According to research from the Annenberg School of Communications at UCLA and the University of Minnesota’s Training and Development Research Center, executives on average spend 40% to 50% of their working hours in meetings. With this much of your time invested, you want to ensure that meetings are positively productive and deliver results. Unfortunately, it doesn’t take much to derail a meeting. Here’s how to keep your meetings on track.
- Learn to recognize the big offenders.
Review the list of attendees and identify people who typically ramble, show off, naysay, criticize, argue, and so on. If you know one or more people with these behaviors will be in attendance, be prepared to handle them. - Send out a prioritized agenda.

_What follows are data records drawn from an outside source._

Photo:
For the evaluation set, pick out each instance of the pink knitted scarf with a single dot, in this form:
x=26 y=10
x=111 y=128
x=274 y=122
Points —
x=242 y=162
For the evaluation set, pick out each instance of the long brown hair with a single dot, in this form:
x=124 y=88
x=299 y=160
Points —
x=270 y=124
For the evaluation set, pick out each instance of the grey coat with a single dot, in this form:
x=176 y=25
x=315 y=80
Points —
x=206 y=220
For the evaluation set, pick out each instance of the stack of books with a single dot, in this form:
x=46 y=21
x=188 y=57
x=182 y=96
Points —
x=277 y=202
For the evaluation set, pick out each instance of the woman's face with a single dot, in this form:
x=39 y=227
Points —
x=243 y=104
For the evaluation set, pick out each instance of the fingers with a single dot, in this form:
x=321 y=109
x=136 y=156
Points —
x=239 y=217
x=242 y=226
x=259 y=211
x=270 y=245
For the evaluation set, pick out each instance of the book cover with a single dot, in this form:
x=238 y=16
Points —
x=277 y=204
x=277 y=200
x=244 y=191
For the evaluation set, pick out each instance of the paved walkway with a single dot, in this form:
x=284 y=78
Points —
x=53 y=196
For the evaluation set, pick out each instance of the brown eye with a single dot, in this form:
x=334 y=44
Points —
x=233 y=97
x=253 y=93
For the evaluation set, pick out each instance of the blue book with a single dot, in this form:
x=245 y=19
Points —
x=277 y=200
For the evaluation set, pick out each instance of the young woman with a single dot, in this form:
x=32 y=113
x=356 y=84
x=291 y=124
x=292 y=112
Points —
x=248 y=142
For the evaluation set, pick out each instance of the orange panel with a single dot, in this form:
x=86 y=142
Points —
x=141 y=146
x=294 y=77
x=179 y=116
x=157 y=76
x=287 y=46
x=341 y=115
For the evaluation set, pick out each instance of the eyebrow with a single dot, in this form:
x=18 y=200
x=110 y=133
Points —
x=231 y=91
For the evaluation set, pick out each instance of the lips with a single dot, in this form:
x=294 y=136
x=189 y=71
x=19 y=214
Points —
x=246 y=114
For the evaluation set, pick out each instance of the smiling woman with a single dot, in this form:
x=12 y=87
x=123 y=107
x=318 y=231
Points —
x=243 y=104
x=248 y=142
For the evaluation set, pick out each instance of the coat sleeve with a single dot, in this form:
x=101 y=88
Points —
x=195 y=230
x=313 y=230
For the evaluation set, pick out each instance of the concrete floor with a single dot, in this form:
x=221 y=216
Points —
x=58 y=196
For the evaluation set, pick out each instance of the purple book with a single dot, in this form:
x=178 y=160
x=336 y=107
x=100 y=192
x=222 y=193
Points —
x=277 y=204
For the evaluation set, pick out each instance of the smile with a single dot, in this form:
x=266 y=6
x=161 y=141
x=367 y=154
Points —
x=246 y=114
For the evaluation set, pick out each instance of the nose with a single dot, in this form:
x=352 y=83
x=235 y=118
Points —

The agenda is the most important tool you have for keeping a meeting on track. Make sure it identifies the purpose of the meeting, prioritizes the items from most important to least important, and includes an estimated time allocation for each item. - Start the meeting on time.
Start the meeting on time even if people are late. When your meetings always start on time, people who are chronically late quickly learn to show up on time for your meetings. - Focus on the agenda.
Immediately review the purpose for the meeting and the agenda and gain agreement from everyone. - Establish ground rules.
State the ground rules—no side conversations, one person speaks at a time, use good listening skills, stick to the agenda, and so on. Take charge of the meeting immediately when someone breaks a ground rule. - Control time.
As each agenda item comes up, state the time allotted to it and use a reminder of some kind to let speakers know when they have five minutes left. Often just holding up your hand with your fingers splayed works. If someone goes over time, raise your hand in a stop gesture, thank the person for their contribution, and state that you must move on to the next item or speaker.
What do you do if someone becomes disruptive, unruly, or rude? One unruly person can quickly disrupt things and take your meeting off track.
Always start by referring to the ground rule that is being broken and stay focused on the person’s behavior, not their personality. Start with a soft admonishment and then get firmer, if necessary. Here are some tools to help you handle specific disruptive and unruly behaviors.
- Side conversations: If people are having side conversations, ask them to share with the group or to continue the conversation after the meeting.
- Arguing: If people are arguing heatedly, pointedly ask them to stop and take a breath. You’re a meeting leader, not a referee, so insist on proper behavior and communication. People are free to disagree in a respectful manner.
- Rambling: If a discussion goes off course, bring the conversation back to the agenda item. If something comes up that is not on the agenda, and it needs to be addressed, put it in a “parking lot”—captured on a flip chart—to be handled after the meeting.
- Know-it-alls: If you have a know-it-all in attendance, give them a short slot on the agenda, so they can show off their knowledge within time constraints.
- Naysayers: If someone always nay-says or is constantly critical, ask them to research best practices for making it work and report the results of their research at the next meeting.
- Long-winded speakers: If someone hogs the conversation, wait until they take a breath and then quickly jump in by saying, “These are great points. Let’s hear what everyone else thinks about this” and call on someone else to speak. As a last resort, be firm and insist that the meeting move along.
Keeping meetings on track and managing unruly behavior means that you will accomplish more and be more positively productive at meetings. Plus you will gain a reputation for holding effective meetings that don’t waste people’s time!